Two of my favorite stock pickers and capital allocators, Warren Buffet and Jeremy Grantham, also seem to like name-brand drug companies lately. According to Berkshire Hathaway’s most recent 13f, the company owns shares in GSK, JNJ and SNY. GMO-managed mutual funds own shares in ABT, AZN, BMY, GSK, JNJ, MRK, NVS, PFE, and SNY, among others. (My personal favorites right now are LLY, JNJ and MRK, but I can’t articulate good reasons why.)

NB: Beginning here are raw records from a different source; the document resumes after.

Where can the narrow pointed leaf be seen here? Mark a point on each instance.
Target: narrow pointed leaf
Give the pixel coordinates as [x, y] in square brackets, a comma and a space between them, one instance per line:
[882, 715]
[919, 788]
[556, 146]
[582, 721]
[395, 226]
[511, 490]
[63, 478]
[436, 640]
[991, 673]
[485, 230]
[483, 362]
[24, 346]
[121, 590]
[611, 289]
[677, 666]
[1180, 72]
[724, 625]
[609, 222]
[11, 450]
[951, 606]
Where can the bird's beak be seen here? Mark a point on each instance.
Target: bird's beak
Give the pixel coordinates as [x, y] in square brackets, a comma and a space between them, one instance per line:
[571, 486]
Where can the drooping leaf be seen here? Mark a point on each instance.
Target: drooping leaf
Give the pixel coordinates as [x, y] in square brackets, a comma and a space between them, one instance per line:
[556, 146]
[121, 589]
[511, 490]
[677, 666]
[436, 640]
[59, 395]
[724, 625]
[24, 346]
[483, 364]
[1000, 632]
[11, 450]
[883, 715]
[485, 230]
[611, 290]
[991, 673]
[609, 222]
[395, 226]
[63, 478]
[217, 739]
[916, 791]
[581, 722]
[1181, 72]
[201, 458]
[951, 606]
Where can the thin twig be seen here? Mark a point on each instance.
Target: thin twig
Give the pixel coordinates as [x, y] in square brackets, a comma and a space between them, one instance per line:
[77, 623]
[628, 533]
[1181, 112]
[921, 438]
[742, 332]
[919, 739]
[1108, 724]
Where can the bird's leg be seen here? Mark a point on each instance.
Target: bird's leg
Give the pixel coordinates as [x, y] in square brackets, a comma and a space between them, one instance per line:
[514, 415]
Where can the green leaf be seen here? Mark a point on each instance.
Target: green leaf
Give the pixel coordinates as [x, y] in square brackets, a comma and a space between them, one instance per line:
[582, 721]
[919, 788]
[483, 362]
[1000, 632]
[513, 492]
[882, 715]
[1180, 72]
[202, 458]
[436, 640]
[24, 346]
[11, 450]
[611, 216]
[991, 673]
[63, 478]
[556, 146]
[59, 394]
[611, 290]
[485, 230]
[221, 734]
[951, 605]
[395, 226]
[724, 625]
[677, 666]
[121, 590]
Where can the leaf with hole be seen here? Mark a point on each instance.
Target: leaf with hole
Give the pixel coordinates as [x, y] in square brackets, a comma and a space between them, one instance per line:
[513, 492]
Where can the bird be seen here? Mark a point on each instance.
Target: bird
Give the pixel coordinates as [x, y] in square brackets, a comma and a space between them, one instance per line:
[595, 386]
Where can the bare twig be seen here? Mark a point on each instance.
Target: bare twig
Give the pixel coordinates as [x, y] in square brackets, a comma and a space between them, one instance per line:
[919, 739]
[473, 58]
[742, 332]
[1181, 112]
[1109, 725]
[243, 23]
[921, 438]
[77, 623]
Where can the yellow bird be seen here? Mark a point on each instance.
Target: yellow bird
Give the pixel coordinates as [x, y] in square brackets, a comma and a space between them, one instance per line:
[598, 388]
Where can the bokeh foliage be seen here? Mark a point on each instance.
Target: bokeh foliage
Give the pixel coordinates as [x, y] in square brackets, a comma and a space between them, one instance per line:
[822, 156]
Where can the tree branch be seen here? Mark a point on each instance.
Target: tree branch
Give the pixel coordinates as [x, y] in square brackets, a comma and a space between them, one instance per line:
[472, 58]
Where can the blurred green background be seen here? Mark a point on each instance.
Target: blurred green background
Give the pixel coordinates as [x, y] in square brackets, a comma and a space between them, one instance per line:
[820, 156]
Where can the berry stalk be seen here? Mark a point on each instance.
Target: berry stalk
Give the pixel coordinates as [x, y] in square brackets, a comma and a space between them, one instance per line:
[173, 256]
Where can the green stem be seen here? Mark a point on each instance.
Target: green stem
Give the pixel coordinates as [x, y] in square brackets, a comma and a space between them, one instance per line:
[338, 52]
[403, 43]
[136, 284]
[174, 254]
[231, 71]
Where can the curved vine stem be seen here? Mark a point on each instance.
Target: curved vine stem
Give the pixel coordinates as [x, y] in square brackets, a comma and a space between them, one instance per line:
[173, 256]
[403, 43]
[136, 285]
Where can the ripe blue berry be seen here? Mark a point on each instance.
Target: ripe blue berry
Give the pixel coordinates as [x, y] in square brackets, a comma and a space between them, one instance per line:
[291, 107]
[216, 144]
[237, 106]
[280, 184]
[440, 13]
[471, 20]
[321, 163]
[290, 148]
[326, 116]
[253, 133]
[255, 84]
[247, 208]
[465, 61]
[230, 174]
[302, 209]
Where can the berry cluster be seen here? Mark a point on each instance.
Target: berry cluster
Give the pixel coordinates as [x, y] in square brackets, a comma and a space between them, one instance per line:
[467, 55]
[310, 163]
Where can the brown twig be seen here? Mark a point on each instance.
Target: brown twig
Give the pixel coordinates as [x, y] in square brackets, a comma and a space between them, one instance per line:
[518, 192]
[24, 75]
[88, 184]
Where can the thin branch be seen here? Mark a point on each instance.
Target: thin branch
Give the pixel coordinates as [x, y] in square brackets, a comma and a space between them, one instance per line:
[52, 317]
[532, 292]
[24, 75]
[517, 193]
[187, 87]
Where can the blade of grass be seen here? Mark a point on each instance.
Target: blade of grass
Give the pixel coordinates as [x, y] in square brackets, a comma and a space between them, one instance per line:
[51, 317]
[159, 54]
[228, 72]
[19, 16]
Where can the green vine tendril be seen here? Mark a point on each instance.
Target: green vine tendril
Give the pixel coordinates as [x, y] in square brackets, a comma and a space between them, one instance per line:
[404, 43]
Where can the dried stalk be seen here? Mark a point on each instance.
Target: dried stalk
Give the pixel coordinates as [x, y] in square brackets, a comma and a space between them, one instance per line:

Because I believe there is value on an industry-wide basis (rather than on a firm-specific basis) and with so many good options to choose from, I think it may also be a good idea to consider an ETF for closed-end fund. Among ETFs, Healthcare Select Sector SPDR (XLV) looks like a particularly good choice for an ETF. Almost half of XLV’s holdings are made up of the large-cap drug companies described, including JNJ (13% of assets), PFE (12%), MRK (8%), ABT (4.7%), BMY (3.4%), and LLY (2.8%). XLV also owns a number of medium-sized drug companies, medical device manufacturers, and managed care companies. Expenses are low at 0.21%. Pharmaceutical HOLDRS (PPH) also looks attractive. PPH is organized differently from most ETFs with a trust/receipt structure that keeps expenses low but prevents re-weighting. That’s just fine our purpose, because PPH is made up of JNJ (approx. 25%), PFE (18%), MRK (17%), and ABT (10%).
I plan to buy XLV, PPH and LLY over the next few weeks. But because I expect a market correction some time in the next few months, I will save some cash to by more in the future if a better deal presents itself.
It's worth noting that several of the companies discussed, including SNY, NVS, RHHBY, GSK and AZN are foreign companies whose shares trade on U.S. markets in ADRs (American Depository Receipts). Each share you buy actually represents the right to hold shares that trade on an exchange in another country. As such, whenever you buy ADRs, you are paying a price that includes an exchange rate. This may not be a bad thing if you think the dollar is unusually strong against the base currency of the ADR, but a good stock at a bad exchange rate may make for a bad investment overall, so it's worth being careful. My account at Interactive Brokers allows me to trade on foreign exchanges, so last summer when the dollar seemed to have a strong run against the Euro, I bought shares in Banco Santander in ADRs and sold them at a profit at the same time that the Euro strengthened, but this winter with a stronger Euro, I bought shares on the Madrid exchange in Euros. Overall though, I don't think it's reasonable to say that exchange rates are so out-of-whack that you should forego buying any of the companies discussed.
Disclosure: I am long MRK, BRK.B.
Additional disclosure: I may buy any or all of the securities mentioned in the article in the coming days and months.